The tasks God calls His people to undertake will always require faith.  These will always be greater tasks than a man can accomplish in his own strength.  The Israelites had been greatly impoverished by the Midianites who brutally oppressed them.  God called Gideon and said to him, "The LORD is with thee, thou mighty man of valour."  Gideon did not look or feel the part.  He certainly was unable to destroy the Midianites on his own or he would already would have tried to do it!  It was God that prompted him to even consider the crazy notion of massing a force to defeat the mighty Midianites.  It was God and His mighty sword that routed the Midianite nation.

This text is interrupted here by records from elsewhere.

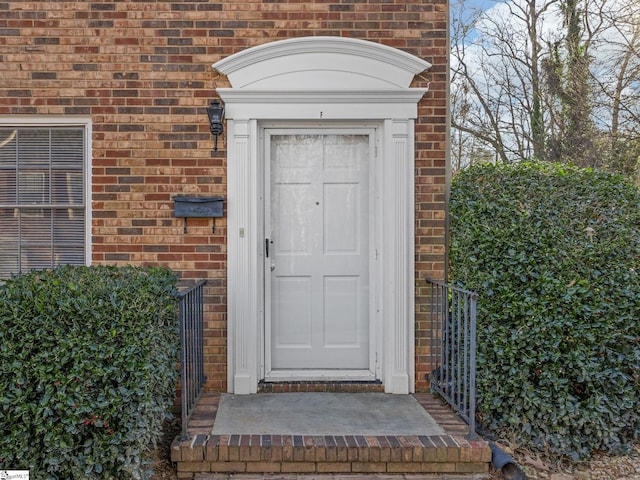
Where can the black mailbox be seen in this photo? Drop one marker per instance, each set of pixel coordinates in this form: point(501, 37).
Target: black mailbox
point(197, 207)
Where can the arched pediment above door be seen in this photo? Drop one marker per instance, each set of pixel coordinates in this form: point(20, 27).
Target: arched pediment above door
point(321, 63)
point(315, 84)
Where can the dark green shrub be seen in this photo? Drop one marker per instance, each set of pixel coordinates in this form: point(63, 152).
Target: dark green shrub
point(88, 359)
point(554, 253)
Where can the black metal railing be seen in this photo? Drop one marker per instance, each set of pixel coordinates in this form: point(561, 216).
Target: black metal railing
point(453, 348)
point(192, 376)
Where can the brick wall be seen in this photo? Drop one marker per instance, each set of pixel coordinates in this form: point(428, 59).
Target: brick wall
point(142, 71)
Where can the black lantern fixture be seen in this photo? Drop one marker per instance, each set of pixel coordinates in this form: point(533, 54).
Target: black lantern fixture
point(215, 112)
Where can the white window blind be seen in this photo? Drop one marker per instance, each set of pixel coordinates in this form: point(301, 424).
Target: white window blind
point(42, 197)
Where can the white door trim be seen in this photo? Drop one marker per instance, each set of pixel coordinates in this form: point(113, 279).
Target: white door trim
point(394, 108)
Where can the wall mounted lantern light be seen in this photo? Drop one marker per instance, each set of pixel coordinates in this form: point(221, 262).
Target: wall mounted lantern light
point(215, 111)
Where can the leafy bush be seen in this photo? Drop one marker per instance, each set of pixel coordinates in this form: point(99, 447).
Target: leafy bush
point(88, 359)
point(554, 253)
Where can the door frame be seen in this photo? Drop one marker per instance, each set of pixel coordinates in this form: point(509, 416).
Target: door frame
point(375, 238)
point(331, 79)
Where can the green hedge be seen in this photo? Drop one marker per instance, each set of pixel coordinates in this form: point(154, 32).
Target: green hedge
point(554, 253)
point(88, 359)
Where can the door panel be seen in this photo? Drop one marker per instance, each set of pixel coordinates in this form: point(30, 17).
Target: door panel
point(318, 271)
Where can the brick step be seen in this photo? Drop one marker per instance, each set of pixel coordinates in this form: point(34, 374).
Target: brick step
point(329, 454)
point(452, 452)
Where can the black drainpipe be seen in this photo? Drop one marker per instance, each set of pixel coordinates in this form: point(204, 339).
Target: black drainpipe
point(503, 462)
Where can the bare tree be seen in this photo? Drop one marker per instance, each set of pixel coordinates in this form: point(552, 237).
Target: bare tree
point(548, 79)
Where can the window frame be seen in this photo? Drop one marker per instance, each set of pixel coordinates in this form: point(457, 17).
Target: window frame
point(43, 121)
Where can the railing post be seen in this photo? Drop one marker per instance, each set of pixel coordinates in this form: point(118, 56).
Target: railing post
point(453, 343)
point(192, 378)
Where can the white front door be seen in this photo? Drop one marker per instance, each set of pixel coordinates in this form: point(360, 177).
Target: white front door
point(318, 252)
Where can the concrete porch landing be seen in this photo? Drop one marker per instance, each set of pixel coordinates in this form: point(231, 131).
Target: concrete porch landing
point(347, 433)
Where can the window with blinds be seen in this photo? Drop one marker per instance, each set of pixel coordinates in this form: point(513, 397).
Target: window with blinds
point(42, 197)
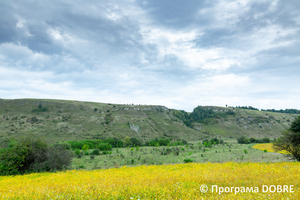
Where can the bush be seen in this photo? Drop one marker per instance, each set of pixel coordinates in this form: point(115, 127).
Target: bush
point(95, 152)
point(188, 160)
point(104, 147)
point(31, 154)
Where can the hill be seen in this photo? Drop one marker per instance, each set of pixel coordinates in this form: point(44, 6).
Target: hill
point(60, 120)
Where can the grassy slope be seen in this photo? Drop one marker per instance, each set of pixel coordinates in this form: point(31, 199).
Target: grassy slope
point(75, 120)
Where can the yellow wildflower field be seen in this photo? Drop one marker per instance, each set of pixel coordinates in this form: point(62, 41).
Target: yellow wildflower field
point(179, 181)
point(268, 147)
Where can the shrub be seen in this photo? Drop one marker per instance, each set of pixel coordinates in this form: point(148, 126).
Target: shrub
point(77, 152)
point(31, 154)
point(104, 146)
point(188, 160)
point(95, 152)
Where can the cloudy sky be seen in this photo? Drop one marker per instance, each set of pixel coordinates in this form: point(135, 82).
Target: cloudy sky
point(177, 53)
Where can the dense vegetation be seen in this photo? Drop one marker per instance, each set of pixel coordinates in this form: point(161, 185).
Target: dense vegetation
point(31, 154)
point(289, 111)
point(290, 140)
point(245, 140)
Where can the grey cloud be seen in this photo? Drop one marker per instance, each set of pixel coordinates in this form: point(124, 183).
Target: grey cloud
point(174, 13)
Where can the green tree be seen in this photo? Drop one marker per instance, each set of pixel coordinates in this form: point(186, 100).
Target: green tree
point(30, 154)
point(127, 141)
point(290, 140)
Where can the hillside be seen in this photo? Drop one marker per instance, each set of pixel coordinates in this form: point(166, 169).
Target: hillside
point(59, 120)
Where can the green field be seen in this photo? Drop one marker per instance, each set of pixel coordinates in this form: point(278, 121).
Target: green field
point(196, 152)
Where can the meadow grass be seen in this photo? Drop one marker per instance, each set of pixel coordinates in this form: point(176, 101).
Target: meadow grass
point(178, 181)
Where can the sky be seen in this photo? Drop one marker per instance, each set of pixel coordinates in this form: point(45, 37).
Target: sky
point(175, 53)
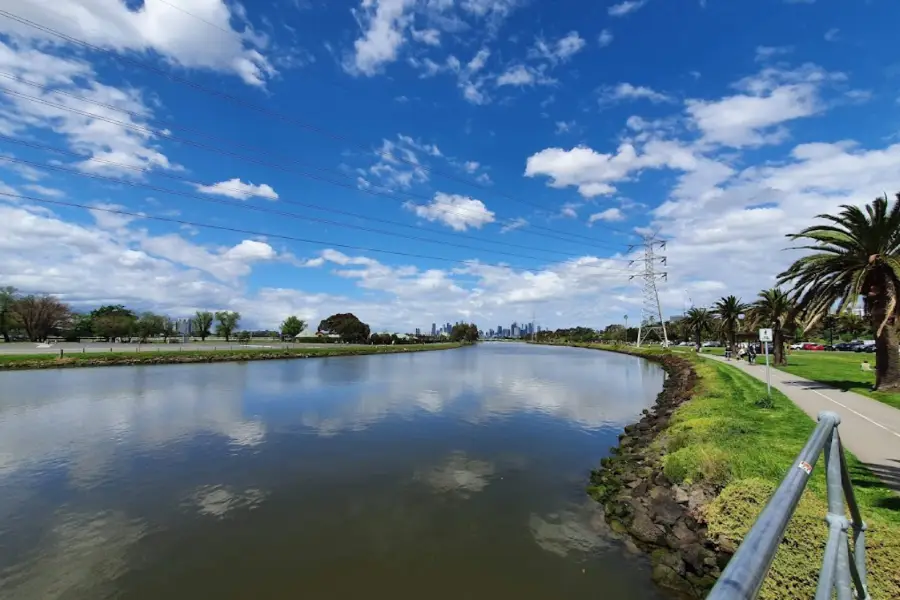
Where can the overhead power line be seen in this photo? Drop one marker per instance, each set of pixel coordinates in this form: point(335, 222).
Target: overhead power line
point(256, 107)
point(247, 231)
point(264, 209)
point(248, 195)
point(556, 234)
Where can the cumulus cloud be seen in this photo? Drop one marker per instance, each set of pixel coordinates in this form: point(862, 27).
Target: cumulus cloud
point(765, 101)
point(609, 215)
point(559, 51)
point(173, 34)
point(623, 8)
point(627, 91)
point(235, 188)
point(457, 212)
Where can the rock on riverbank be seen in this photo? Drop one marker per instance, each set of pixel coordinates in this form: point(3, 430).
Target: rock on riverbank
point(642, 505)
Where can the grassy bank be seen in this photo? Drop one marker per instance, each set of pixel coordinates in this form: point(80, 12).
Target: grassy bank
point(721, 437)
point(838, 369)
point(104, 359)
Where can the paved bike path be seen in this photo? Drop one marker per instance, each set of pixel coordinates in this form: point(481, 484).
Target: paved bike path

God said to Gideon, "Go in this might of yours!"  It was not that Gideon himself was mighty.  Because God was with him, Gideon would be going in God's might.  The Angel of the LORD continued:  "You shall save Israel from the hand of the Midianites.  Have I not sent you?"  Gideon did not feel mighty, but he was mighty because a mighty God empowered him.  God had called Gideon, sent Him to perform a task in faith, and it was God who would secure the victory.  Gideon's part was to believe God and obey.  Instead of focusing on the great Midianite nation as a deadly threat, Gideon was called to look to God as His source of life and strength.

It is the same for Christians today.  God has called us all to undertake steps of faith for His eternal glory.  We may not feel strong or like a "mighty man of valour," but when God is our life and strength we shall overcome.  Paul wrote in Galatians 2:20, "I have been crucified with Christ; it is no longer I who live, but Christ lives in me; and the life which I now live in the flesh I live by faith in the Son of God, who loved me and gave Himself for me."  Christ has overcome, and when He lives His life through us we also obtain the victory through Him.  We need not fear the evils of this world or even Satan's schemes and power when we have the all-powerful God residing within our hearts, granting us joy, peace, and strength even in the midst of struggles.  He is a refuge that protects us wherever we go, regardless of what befalls us.

Take confidence in Christ, o man!  Don't trust Him just for eternal life, but for living today.  Go in this might of yours - might that is not found in your flesh, but in the Spirit of God who dwells within you by grace.